Although there's no doubt that in every thing is the manifestation of Your power, nothing in the world is such that we would be able to call it a simile and illustration of You. That is, betweey You and the world of things there's the distinction between Maker and made, between Creator and created. (386-87)

FWP:

SETS == REPETITION

Note for meter fans: If the meter of the second line bothers you, see {196,1} for a discussion.

There's a textual discrepancy in this verse that's perhaps partly caused by its unusual metrical pattern: many editions, including Hamid, insert to before koʾī in the second line, thus restoring the more usual form of the meter (and also seeming to give the second line a more colloquial balance). But as always, I follow Arshi; and there's really no problem, since several lines in this ghazal have the same unusual scansion, and the paradoxical force of the verse is, if anything, enhanced by the absence of to .

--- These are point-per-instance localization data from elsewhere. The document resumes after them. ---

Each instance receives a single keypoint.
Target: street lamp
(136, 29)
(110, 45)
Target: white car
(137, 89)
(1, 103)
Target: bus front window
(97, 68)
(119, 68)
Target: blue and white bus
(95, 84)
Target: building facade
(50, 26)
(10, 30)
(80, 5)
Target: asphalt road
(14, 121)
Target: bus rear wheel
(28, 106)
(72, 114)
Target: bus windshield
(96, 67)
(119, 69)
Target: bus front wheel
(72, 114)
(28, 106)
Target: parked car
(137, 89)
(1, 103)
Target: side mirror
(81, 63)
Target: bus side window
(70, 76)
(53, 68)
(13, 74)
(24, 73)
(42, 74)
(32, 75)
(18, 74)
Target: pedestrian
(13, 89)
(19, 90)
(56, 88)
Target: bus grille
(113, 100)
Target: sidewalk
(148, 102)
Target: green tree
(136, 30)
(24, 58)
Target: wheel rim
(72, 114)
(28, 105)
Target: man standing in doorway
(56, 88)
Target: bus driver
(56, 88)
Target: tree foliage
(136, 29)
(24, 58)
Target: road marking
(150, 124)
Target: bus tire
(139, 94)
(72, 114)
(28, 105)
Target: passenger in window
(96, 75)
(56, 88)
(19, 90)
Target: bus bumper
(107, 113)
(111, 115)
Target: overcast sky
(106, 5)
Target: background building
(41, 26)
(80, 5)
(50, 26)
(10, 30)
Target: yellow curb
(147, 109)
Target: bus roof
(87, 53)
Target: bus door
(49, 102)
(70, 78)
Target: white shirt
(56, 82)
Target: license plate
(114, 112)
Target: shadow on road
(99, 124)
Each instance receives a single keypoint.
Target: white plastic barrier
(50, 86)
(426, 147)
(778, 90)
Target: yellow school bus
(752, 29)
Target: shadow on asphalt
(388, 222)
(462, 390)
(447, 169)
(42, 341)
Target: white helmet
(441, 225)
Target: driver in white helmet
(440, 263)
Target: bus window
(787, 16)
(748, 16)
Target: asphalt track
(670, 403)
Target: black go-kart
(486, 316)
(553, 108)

For more on har-chand , see {59,7}.

The paradoxical quality of the verse is enhanced by its repetition: there are two occurrences of har , two of shai , two of hai , and two forms of . There's also a particularly enjoyable wordplay in the sequence har chand har ek : apart from the normal reading as two two-word pairs, and the repetition of har , the real delight is that har means 'every', and chand means 'some' or 'a number of', while ek is of course 'one'. This wordplay is most elegantly appropriate to the content of the verse. For another example of such number-wordplay in a very similar context, see {20,10}.

Here the beloved does seem to be God, or at least an extremely God-like being; for more such verses, see: {20,10}.